A Practical Wedding by Meg Keene was clear and seemed reasonable enough, though I’m not getting married or planning a wedding. It’s part of a stack of books I’m chewing through in order to get a better perspective on the entire wedding industry–and especially the many experiences that bride’s themselves go through in the process, and which I only have a limited perspective on as a wedding photographer.
I wondered a bit about where I’d write my little book-report on this one. After all, this website wouldn’t be a bad place to put it. But it’d certainly be a bit random. Maybe for lack of a more fitting place, or perhaps in hopes that a bride will stumble upon this personal website here and then leave convinced that I am in fact personally interested in what she’s going through, here it will go.
In 9 chapters (10 is really kind of just a bonus), Keene covers pretty much everything. She lays thought foundations; covers the basics of guests lists venues and food; challenges the term ‘tradition’; gets quite blunt about budgets; provides useful insights into the nitty-gritty of planning; Provides an overview and new perspective on DIY; gives advice on getting married in the middle of personally traumatic times; Helps provide a guide to choosing the right ceremony; And good advice for getting along with the imperfections of the wedding day.
From my perspective of someone working parallel to all of this, I found two chapters particularly interesting, for different reasons.
First, chapter three, which helps to put some historical context around many of the traditions that we spend a lot of money fulfilling. I liked this perspective because many of the bride’s I’ve worked with seem to have been goaded into some of, or even most of, the traditions by well-meaning family members. I don’t think tradition is worth the effort if it doesn’t mean anything.
Second, chapter 5, covers wedding DIY. I liked this chapter and was simultaneously frustrated by it. Keene sets some reasonable expectations, even changing it from DIY, to DIT, “Do It Together”. She covers some of the good reasons to DIY parts of your wedding, like the need to keep busy while there are things that might otherwise cause worry, or simple budgetary concerns. And, of course, DIY because you like being crafty.
But there were two places that I think her advice needed to be more fully disclaimed, or perhaps matching expectations should have been more carefully set. Those were in sections titled “How to DJ Your Wedding” and “How to DIY the Wedding Photography”.
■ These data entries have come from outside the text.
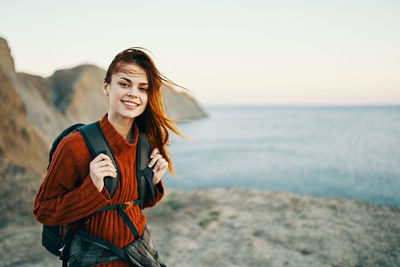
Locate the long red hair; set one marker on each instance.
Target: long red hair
(153, 121)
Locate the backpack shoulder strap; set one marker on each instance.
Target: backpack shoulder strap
(63, 134)
(97, 143)
(144, 173)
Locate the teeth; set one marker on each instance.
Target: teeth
(130, 103)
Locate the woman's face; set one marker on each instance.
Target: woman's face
(127, 92)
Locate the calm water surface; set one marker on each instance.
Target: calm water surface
(351, 152)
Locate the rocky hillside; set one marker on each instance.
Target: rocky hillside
(75, 95)
(20, 142)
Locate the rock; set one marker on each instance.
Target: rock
(20, 143)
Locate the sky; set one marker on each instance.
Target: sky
(254, 52)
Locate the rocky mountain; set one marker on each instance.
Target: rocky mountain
(20, 142)
(75, 95)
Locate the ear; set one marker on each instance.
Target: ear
(106, 88)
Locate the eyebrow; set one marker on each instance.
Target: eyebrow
(126, 79)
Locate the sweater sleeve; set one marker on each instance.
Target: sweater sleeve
(159, 190)
(64, 196)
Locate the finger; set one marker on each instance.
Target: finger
(158, 164)
(106, 168)
(161, 165)
(106, 174)
(154, 152)
(102, 157)
(102, 163)
(154, 160)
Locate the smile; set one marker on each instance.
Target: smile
(131, 104)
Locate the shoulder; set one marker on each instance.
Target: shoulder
(72, 146)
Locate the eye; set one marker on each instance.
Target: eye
(123, 84)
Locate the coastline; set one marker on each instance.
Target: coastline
(248, 227)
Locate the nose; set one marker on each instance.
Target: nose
(133, 92)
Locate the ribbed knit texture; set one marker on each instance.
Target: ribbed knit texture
(68, 194)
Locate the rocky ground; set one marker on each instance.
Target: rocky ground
(244, 227)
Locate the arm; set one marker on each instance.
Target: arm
(159, 165)
(65, 196)
(159, 189)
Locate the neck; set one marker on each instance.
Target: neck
(122, 125)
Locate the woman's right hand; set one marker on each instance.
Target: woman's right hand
(100, 167)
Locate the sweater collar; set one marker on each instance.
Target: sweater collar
(118, 144)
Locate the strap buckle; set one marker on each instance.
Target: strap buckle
(128, 205)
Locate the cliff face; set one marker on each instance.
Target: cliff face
(20, 143)
(75, 95)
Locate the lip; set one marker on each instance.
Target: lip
(130, 104)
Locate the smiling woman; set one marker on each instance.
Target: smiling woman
(74, 188)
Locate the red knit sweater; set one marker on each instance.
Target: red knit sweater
(68, 194)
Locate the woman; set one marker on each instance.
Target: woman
(74, 186)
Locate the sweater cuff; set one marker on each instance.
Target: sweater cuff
(159, 188)
(90, 191)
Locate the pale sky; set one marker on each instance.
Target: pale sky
(227, 52)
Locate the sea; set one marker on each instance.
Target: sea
(345, 151)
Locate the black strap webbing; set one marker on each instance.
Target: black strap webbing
(97, 143)
(144, 173)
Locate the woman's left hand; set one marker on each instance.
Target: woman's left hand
(159, 165)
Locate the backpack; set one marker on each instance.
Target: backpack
(56, 239)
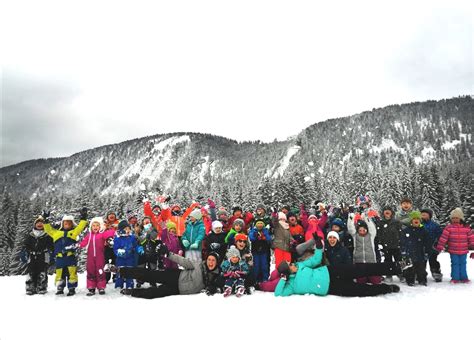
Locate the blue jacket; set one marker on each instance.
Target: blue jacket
(415, 243)
(194, 233)
(129, 244)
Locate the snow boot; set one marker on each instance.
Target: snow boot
(227, 291)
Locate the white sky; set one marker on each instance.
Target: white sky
(76, 76)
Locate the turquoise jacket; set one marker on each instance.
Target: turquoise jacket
(311, 278)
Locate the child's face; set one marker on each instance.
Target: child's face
(455, 220)
(332, 241)
(387, 214)
(406, 206)
(67, 225)
(95, 227)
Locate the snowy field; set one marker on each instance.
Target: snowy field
(439, 311)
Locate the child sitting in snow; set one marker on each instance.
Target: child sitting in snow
(234, 271)
(459, 238)
(95, 242)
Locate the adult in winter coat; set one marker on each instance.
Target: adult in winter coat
(193, 236)
(94, 242)
(311, 277)
(434, 233)
(388, 236)
(65, 241)
(415, 245)
(335, 252)
(36, 253)
(364, 243)
(459, 238)
(195, 277)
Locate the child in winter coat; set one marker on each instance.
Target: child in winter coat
(364, 244)
(260, 243)
(282, 238)
(36, 253)
(234, 270)
(403, 215)
(434, 233)
(237, 228)
(388, 235)
(215, 241)
(459, 238)
(415, 246)
(125, 247)
(65, 241)
(193, 236)
(171, 240)
(94, 242)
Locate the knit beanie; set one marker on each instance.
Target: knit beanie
(333, 233)
(232, 252)
(196, 213)
(457, 213)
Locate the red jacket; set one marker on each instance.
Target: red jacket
(459, 238)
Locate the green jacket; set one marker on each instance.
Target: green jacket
(311, 278)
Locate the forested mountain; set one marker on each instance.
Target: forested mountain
(423, 150)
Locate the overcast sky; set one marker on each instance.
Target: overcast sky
(80, 76)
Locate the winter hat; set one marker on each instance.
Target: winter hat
(232, 252)
(67, 218)
(415, 215)
(236, 208)
(428, 211)
(457, 213)
(171, 225)
(333, 233)
(284, 268)
(338, 222)
(123, 224)
(239, 221)
(99, 220)
(240, 237)
(281, 216)
(362, 224)
(196, 213)
(215, 225)
(39, 219)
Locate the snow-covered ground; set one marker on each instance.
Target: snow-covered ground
(439, 311)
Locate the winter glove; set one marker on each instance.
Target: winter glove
(45, 214)
(24, 256)
(83, 214)
(215, 246)
(318, 240)
(211, 203)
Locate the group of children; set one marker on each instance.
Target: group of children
(244, 243)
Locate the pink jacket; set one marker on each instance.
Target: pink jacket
(459, 238)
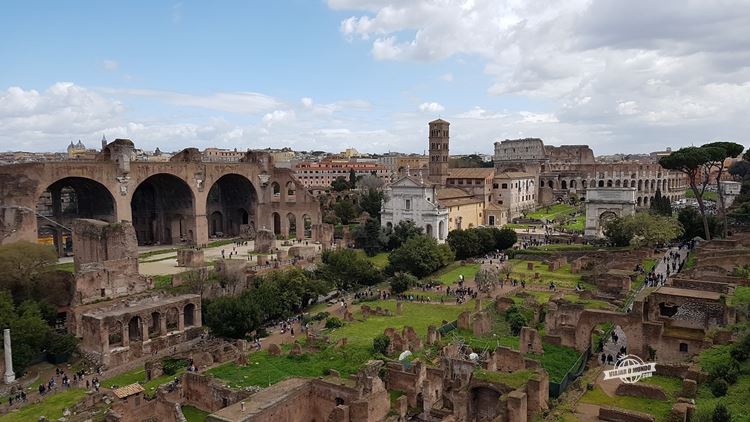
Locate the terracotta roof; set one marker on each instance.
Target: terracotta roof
(472, 172)
(452, 193)
(128, 390)
(512, 175)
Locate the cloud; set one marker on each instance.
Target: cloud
(634, 70)
(431, 107)
(110, 65)
(278, 116)
(233, 102)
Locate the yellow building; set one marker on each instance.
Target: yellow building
(464, 209)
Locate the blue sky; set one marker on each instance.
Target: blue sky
(370, 73)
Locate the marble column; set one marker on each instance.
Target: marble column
(9, 375)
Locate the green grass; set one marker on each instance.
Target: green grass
(264, 370)
(51, 407)
(707, 195)
(552, 211)
(138, 375)
(162, 281)
(514, 380)
(416, 315)
(562, 277)
(222, 242)
(661, 410)
(380, 260)
(449, 275)
(193, 414)
(66, 266)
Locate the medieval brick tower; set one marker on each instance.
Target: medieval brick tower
(439, 151)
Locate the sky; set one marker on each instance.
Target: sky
(621, 76)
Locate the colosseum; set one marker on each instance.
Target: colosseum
(568, 170)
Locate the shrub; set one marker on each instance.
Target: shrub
(334, 322)
(381, 343)
(721, 413)
(719, 387)
(401, 282)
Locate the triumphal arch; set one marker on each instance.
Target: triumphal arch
(181, 201)
(603, 204)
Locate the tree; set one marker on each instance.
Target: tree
(352, 179)
(692, 223)
(346, 268)
(345, 210)
(380, 344)
(22, 265)
(719, 152)
(340, 184)
(370, 237)
(401, 282)
(403, 231)
(695, 163)
(740, 170)
(420, 255)
(643, 228)
(721, 413)
(233, 316)
(372, 202)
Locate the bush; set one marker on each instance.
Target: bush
(402, 282)
(719, 387)
(721, 414)
(334, 322)
(381, 343)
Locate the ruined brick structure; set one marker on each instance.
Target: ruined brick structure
(182, 201)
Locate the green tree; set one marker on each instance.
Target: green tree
(696, 164)
(340, 184)
(371, 202)
(403, 231)
(352, 179)
(345, 210)
(420, 256)
(692, 223)
(720, 151)
(370, 237)
(380, 344)
(721, 413)
(346, 268)
(401, 282)
(233, 316)
(22, 265)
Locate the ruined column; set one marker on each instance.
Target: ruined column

I have been to a lot of weddings. I’ve been to weddings with less than stellar food, or almost no food. I’ve been to weddings that were poorly decorated. I’ve been to weddings in back yards and community centers. I’ve been to weddings that were late, or under the ridiculously hot sun. All of those things were unfortunate. But the two places that seem to leave deeper scars are when the party falls flat because of lackluster DJ, and when the photos don’t live up to expectations. If the DJ drops the ball and the night fizzles out, that feeling lives on. And if the photos are bad, they’re just bad forever.
In these two brief sections of Keene’s book, the advice she gives is not outright bad. But the sticker price on those two services is usually significant enough that I suspect some brides, in an ambitious fit of gusto, decide 14 months before the wedding date that their community will take care of the wedding photography and her brother will be the “music bouncer” on the iPod. Then, 5 or 6 months out, when considering what it really takes to manage a very important party playlist, or realizing that because of the sunset, none of her guest’s smartphones will be able to get a good picture, she decides she better go ahead and hire someone. But by then DJ’s and Photographer she would have wanted have long since been booked up.
That’s a true story that I’ve heard more than once. Twice, to be specific. I’ve heard it twice.
In Conclusion
I appreciated much of what the author had to say. The title of the book A Practical Wedding really does sum it up well. Almost all of the advice is delivered with honesty, gentleness and inclusiveness. She rarely suggests something is definitively right or wrong and rather sides with it only being so if it is so for you. If you’ve recently become engaged, I think this book will act as a useful resource and encouragement. It’s worth the 8 bucks or whatever it is.